Melissa Gressner, Psy.D., licensed clinical psychologist
Kids get anxious for many reasons. Some of the most common contributors to sports anxiety are fear of failure, not looking good to peers, and disapproval by others like parents, extended family, and coaches. Here are ways to help your child cope:
- Try to ask open-ended, neutral questions like “How are you feeling about playing soccer today?” as opposed to closed, possibly stressful questions like “Are you nervous about playing today since Grandma is coming to watch?” Set kids up with questions that allow them to share how they’re feeling, yet don’t potentially alarm them or assume how they feel.
- If kids do express fear and anxiety, normalize it for them. Share how many people feel “butterflies in their tummy,” nervousness, or anxiety before they do something about which they’re excited. Share an example of a time when you felt fearful or anxious and how you dealt with it. Kids often feel better when they know they are not alone in this feeling.
- For some kids, talking may not be enough. They may need another approach by doing something to help them relax physically, such as taking a walk or listening to their favorite music. Mindfulness meditation, relaxation, and breathing exercises can also help kids train their mind and body to calm down when anxiety is on the rise.

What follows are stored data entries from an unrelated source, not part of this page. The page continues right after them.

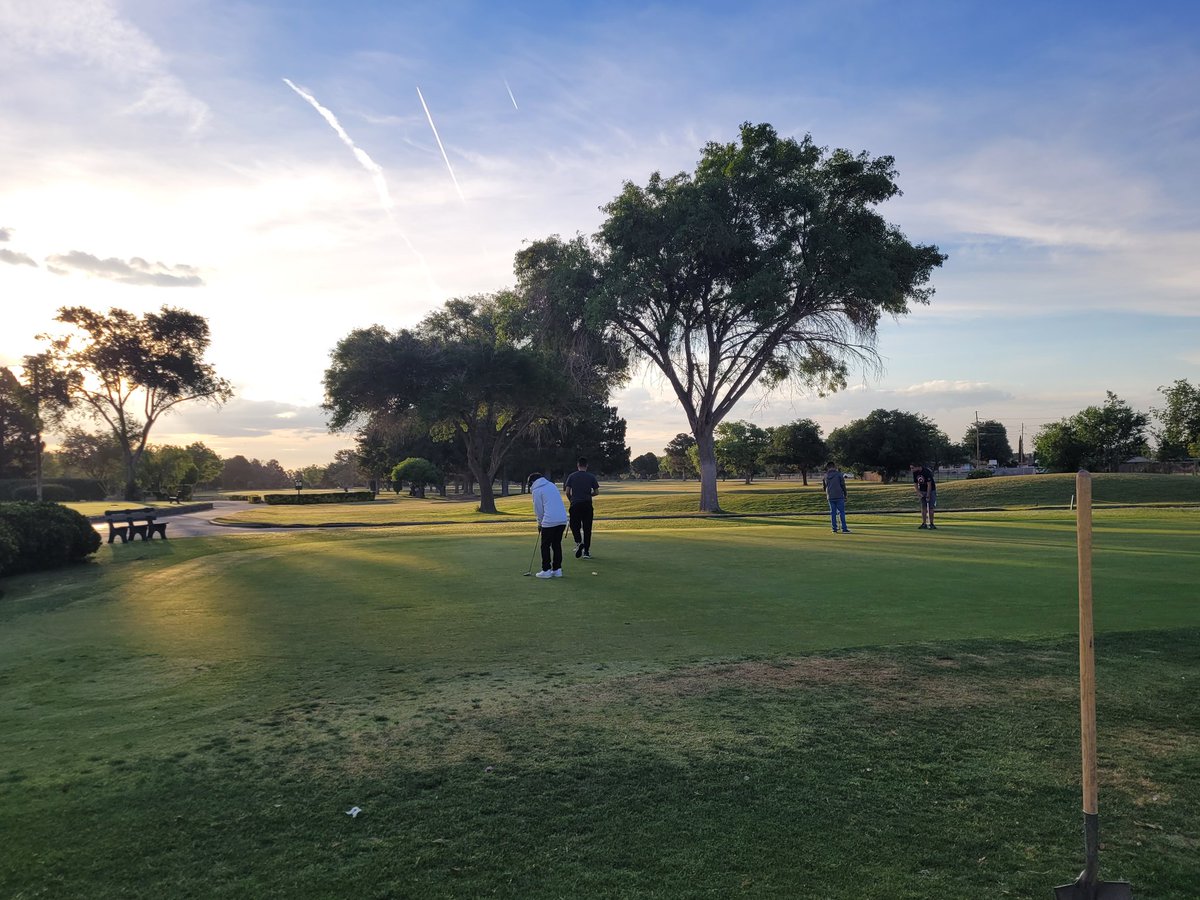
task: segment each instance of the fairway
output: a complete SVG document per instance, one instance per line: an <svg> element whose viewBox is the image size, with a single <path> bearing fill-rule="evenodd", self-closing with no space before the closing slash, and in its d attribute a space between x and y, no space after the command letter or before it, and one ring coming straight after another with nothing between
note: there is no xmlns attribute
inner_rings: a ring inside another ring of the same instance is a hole
<svg viewBox="0 0 1200 900"><path fill-rule="evenodd" d="M603 524L554 581L503 525L9 579L0 894L1048 896L1080 865L1073 519L915 524ZM1200 879L1198 540L1097 516L1105 868L1142 896Z"/></svg>

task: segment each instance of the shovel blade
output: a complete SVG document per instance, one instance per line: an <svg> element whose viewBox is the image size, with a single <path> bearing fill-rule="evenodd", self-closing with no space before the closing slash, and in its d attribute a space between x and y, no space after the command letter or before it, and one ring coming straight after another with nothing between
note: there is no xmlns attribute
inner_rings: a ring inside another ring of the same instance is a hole
<svg viewBox="0 0 1200 900"><path fill-rule="evenodd" d="M1054 889L1054 900L1133 900L1128 881L1076 881Z"/></svg>

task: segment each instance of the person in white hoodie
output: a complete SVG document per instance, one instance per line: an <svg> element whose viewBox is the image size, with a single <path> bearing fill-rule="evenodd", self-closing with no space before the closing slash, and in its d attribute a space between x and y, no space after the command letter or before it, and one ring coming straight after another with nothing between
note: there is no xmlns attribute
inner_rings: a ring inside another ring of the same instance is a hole
<svg viewBox="0 0 1200 900"><path fill-rule="evenodd" d="M541 472L531 473L528 483L533 494L533 514L542 534L542 571L537 577L562 578L562 539L567 530L567 507L558 488Z"/></svg>

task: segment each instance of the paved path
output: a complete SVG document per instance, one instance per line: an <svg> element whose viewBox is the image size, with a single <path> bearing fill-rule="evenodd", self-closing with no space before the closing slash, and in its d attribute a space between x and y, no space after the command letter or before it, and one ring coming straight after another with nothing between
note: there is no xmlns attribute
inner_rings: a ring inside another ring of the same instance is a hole
<svg viewBox="0 0 1200 900"><path fill-rule="evenodd" d="M182 537L207 537L213 534L230 534L245 531L294 531L294 528L264 528L257 527L239 527L237 525L218 525L213 522L213 519L218 516L227 516L231 513L241 512L246 509L255 509L256 504L247 503L243 500L214 500L212 501L212 509L201 509L195 512L172 512L169 508L162 510L160 518L162 521L170 522L167 526L167 533L172 538ZM92 527L100 533L100 536L108 540L108 525L101 519L99 522L93 522ZM157 540L157 539L156 539Z"/></svg>

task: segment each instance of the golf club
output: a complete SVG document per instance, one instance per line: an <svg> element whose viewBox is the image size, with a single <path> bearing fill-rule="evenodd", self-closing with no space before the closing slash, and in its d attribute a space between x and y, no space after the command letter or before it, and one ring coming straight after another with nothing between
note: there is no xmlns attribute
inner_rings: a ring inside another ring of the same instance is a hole
<svg viewBox="0 0 1200 900"><path fill-rule="evenodd" d="M537 558L538 546L542 543L542 529L538 529L537 539L533 542L533 553L529 555L529 568L525 570L525 575L533 574L533 561ZM524 577L524 575L522 576Z"/></svg>

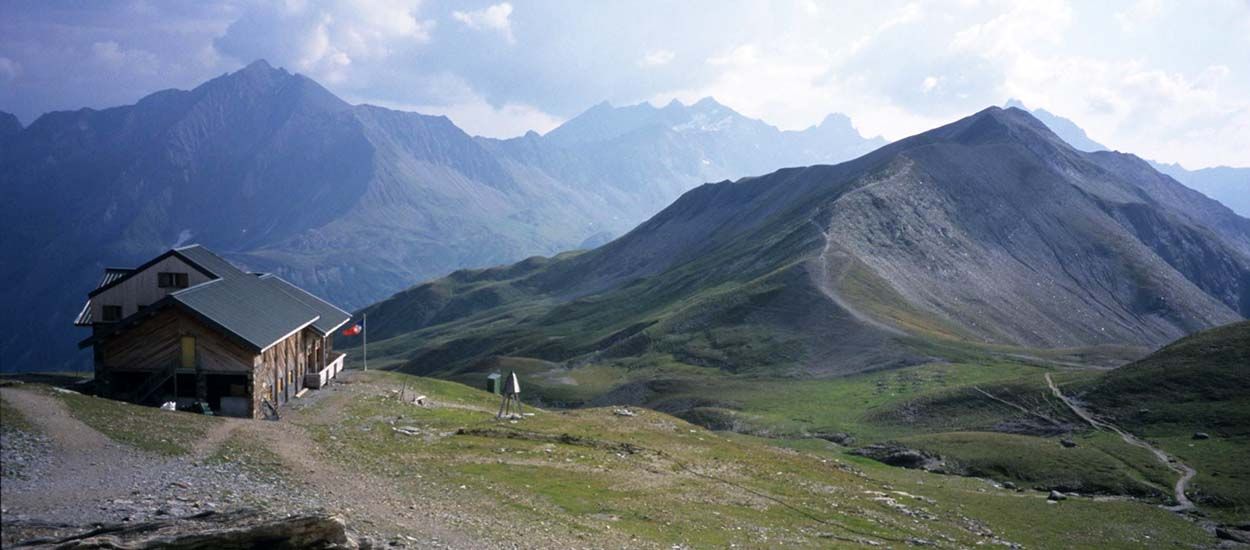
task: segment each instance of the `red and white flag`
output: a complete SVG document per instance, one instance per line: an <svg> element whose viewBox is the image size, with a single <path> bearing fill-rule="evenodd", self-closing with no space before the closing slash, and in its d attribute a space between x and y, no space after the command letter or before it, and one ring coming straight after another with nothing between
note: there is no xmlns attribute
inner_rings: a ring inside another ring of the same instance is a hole
<svg viewBox="0 0 1250 550"><path fill-rule="evenodd" d="M360 334L360 332L363 331L364 329L365 327L360 326L360 323L356 323L344 329L343 336L355 336L357 334Z"/></svg>

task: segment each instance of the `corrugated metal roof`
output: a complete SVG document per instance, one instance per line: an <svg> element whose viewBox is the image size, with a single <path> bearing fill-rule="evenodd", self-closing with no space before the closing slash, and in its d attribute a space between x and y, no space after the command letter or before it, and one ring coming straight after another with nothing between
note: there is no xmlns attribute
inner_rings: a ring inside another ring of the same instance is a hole
<svg viewBox="0 0 1250 550"><path fill-rule="evenodd" d="M125 267L106 267L104 268L104 276L100 277L100 284L96 285L96 290L104 288L117 282L123 277L128 277L135 270ZM91 298L87 298L87 303L82 305L82 309L78 311L78 317L74 318L74 324L80 327L91 326Z"/></svg>
<svg viewBox="0 0 1250 550"><path fill-rule="evenodd" d="M214 279L169 297L258 350L318 318L303 302L246 274Z"/></svg>
<svg viewBox="0 0 1250 550"><path fill-rule="evenodd" d="M247 272L235 267L234 264L227 262L221 256L209 252L207 248L198 244L175 248L174 252L188 262L204 268L206 271L223 279L247 275Z"/></svg>
<svg viewBox="0 0 1250 550"><path fill-rule="evenodd" d="M135 270L124 267L106 267L104 268L104 277L100 278L100 284L96 285L96 288L104 288L113 284L114 281L134 272Z"/></svg>
<svg viewBox="0 0 1250 550"><path fill-rule="evenodd" d="M304 305L312 308L320 317L317 322L313 323L313 328L321 334L330 334L345 323L351 320L352 314L335 307L321 298L314 296L311 292L304 290L298 286L291 284L286 279L273 274L265 274L260 276L260 280L277 288L279 292L284 292L288 296L299 300Z"/></svg>
<svg viewBox="0 0 1250 550"><path fill-rule="evenodd" d="M256 349L265 349L320 318L319 311L303 300L207 248L192 245L176 251L218 278L169 297Z"/></svg>
<svg viewBox="0 0 1250 550"><path fill-rule="evenodd" d="M91 300L83 304L82 311L78 312L78 317L74 319L74 324L80 327L91 326Z"/></svg>

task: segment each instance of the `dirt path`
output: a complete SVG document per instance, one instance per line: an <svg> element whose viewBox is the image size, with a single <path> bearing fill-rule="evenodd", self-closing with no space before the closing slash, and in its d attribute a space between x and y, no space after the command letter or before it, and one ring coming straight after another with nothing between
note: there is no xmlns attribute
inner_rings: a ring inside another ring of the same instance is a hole
<svg viewBox="0 0 1250 550"><path fill-rule="evenodd" d="M325 501L331 512L345 513L374 528L415 535L427 547L483 546L480 540L452 527L448 517L423 513L431 511L427 502L401 492L394 481L349 470L322 456L307 430L294 423L299 415L288 412L280 423L252 421L240 429L249 433L249 440L264 441L296 480Z"/></svg>
<svg viewBox="0 0 1250 550"><path fill-rule="evenodd" d="M4 481L5 508L73 521L77 512L65 503L129 494L137 474L159 465L83 424L53 397L12 388L0 389L0 395L51 443L48 456L32 465L30 477L37 482Z"/></svg>
<svg viewBox="0 0 1250 550"><path fill-rule="evenodd" d="M812 223L815 224L816 221L812 220ZM820 280L816 282L816 286L820 288L820 291L823 292L824 295L834 303L834 305L838 306L843 311L846 311L847 314L854 317L855 320L895 336L906 336L907 334L903 331L878 321L859 311L855 308L855 306L851 305L850 302L842 298L842 295L837 291L837 286L838 284L841 284L842 279L846 277L847 271L850 270L850 256L841 250L834 250L836 247L834 245L833 238L829 235L828 228L820 227L819 224L816 225L817 229L820 230L820 234L825 239L825 247L821 249L820 256L816 258L817 263L820 264ZM833 267L830 266L829 256L831 251L835 256L843 260L838 264L839 269L837 273L833 273Z"/></svg>
<svg viewBox="0 0 1250 550"><path fill-rule="evenodd" d="M288 511L323 507L344 514L356 530L385 537L378 541L383 544L400 533L421 547L490 546L454 528L455 514L428 506L420 496L401 493L393 481L325 457L308 431L292 422L304 414L300 411L288 411L282 422L222 418L186 456L165 457L113 441L74 418L54 396L14 388L0 388L0 396L49 443L49 451L25 478L4 480L0 492L6 518L20 514L14 519L68 525L118 521L126 515L138 519L162 508L170 512L161 514L180 515L195 511L190 509L193 502L223 503L221 493L237 490L290 500L281 506ZM326 408L312 411L317 418L308 421L315 424L328 414L326 421L333 422L334 411L347 396L335 397L339 399L326 403ZM206 459L236 434L263 442L281 459L284 475L243 483L249 474L239 465L206 465ZM184 503L188 509L179 511Z"/></svg>
<svg viewBox="0 0 1250 550"><path fill-rule="evenodd" d="M191 448L191 456L196 460L204 460L216 451L222 443L230 439L230 435L239 428L241 422L233 418L222 418L221 422L208 430L204 437L195 442L195 446Z"/></svg>
<svg viewBox="0 0 1250 550"><path fill-rule="evenodd" d="M1020 404L1017 404L1017 403L1012 403L1011 401L1008 401L1008 400L1006 400L1006 399L1003 399L1003 398L1001 398L1001 397L999 397L999 396L997 396L997 395L994 395L994 394L992 394L992 393L990 393L990 392L987 392L987 391L985 391L985 390L981 389L981 387L980 387L980 386L973 386L973 387L972 387L972 389L976 390L976 391L977 391L977 392L979 392L981 395L984 395L984 396L986 396L986 397L988 397L988 398L990 398L990 399L992 399L992 400L994 400L994 401L996 401L996 402L998 402L998 403L1001 403L1001 404L1003 404L1003 405L1006 405L1006 406L1008 406L1008 407L1011 407L1011 408L1013 408L1013 409L1016 409L1016 410L1018 410L1018 411L1020 411L1020 412L1022 412L1022 413L1024 413L1024 414L1029 415L1029 416L1034 416L1034 417L1040 418L1040 419L1042 419L1042 420L1045 420L1047 423L1049 423L1049 424L1050 424L1050 425L1052 425L1052 426L1056 426L1056 427L1058 427L1058 428L1060 428L1060 429L1063 429L1063 424L1062 424L1062 423L1060 423L1058 420L1055 420L1055 419L1053 419L1053 418L1051 418L1051 417L1049 417L1049 416L1046 416L1046 415L1044 415L1044 414L1042 414L1042 413L1039 413L1039 412L1037 412L1037 411L1034 411L1034 410L1031 410L1031 409L1029 409L1029 408L1026 408L1026 407L1024 407L1023 405L1020 405Z"/></svg>
<svg viewBox="0 0 1250 550"><path fill-rule="evenodd" d="M1197 470L1191 468L1183 462L1180 462L1163 449L1155 447L1141 438L1120 429L1119 426L1111 424L1110 422L1099 420L1093 414L1090 414L1089 411L1085 410L1085 407L1077 404L1075 401L1065 396L1063 392L1059 391L1059 386L1055 385L1055 381L1050 378L1050 373L1046 373L1046 384L1050 386L1050 391L1055 394L1055 397L1059 398L1060 401L1063 401L1069 409L1072 409L1072 412L1076 413L1077 416L1081 417L1081 419L1089 423L1089 425L1097 429L1110 430L1119 434L1120 438L1123 439L1125 443L1150 451L1155 455L1155 458L1157 458L1159 462L1163 463L1164 466L1167 466L1172 471L1180 474L1181 477L1176 480L1176 487L1174 488L1176 505L1171 506L1168 509L1174 512L1194 509L1194 503L1189 500L1188 496L1185 496L1185 489L1189 487L1189 481L1198 474Z"/></svg>
<svg viewBox="0 0 1250 550"><path fill-rule="evenodd" d="M0 398L48 442L45 450L28 457L20 477L0 484L6 521L84 524L193 513L213 506L205 495L227 502L220 489L238 479L225 467L200 467L187 457L158 456L117 443L74 418L53 396L3 388Z"/></svg>
<svg viewBox="0 0 1250 550"><path fill-rule="evenodd" d="M0 388L0 396L62 450L108 452L120 449L113 440L74 418L65 405L52 397L13 388Z"/></svg>

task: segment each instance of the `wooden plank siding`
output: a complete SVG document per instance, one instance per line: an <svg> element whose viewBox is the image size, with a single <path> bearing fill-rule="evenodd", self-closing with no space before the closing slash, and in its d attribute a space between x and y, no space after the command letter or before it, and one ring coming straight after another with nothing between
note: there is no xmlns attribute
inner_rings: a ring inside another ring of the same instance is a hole
<svg viewBox="0 0 1250 550"><path fill-rule="evenodd" d="M324 366L332 346L329 338L323 339L310 327L255 353L191 315L165 309L96 344L101 395L117 397L132 389L115 387L113 374L156 374L179 365L183 336L195 337L196 368L179 368L178 372L247 376L252 418L264 417L266 401L278 408L303 389L305 375Z"/></svg>
<svg viewBox="0 0 1250 550"><path fill-rule="evenodd" d="M179 363L183 336L195 337L196 365L205 372L247 374L255 354L234 340L176 309L166 309L97 344L100 366L120 370L161 370Z"/></svg>
<svg viewBox="0 0 1250 550"><path fill-rule="evenodd" d="M140 306L156 303L170 292L180 288L160 288L157 286L157 274L161 272L186 273L189 286L195 286L209 280L198 269L191 267L178 256L170 256L151 267L131 275L130 278L118 283L117 286L105 290L91 298L91 318L96 322L104 319L104 306L121 306L122 318L134 315Z"/></svg>

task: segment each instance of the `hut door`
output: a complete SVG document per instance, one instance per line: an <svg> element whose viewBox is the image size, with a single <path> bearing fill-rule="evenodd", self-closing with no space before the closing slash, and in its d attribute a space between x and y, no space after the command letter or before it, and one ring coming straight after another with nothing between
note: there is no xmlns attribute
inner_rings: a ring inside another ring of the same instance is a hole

- Help them increase their confidence. Research shows that feeling positive about ourselves and our abilities helps us perform well. Children with confidence are able to manage anxiety better and handle the challenges that participating in team sports or individual activities may bring. They will be able to manage their fear and learn valuable coping skills—both during physical pursuits and in life.
- Clarify whether they are feeling anxious or just don’t enjoy what they are doing. It is very common for children to try different activities as they grow up. Some may not like past sports they have tried, but might react differently when given the opportunity to try something new.
Be sure to remind your children to try their best, have fun learning and playing, and most importantly, not compare themselves to others.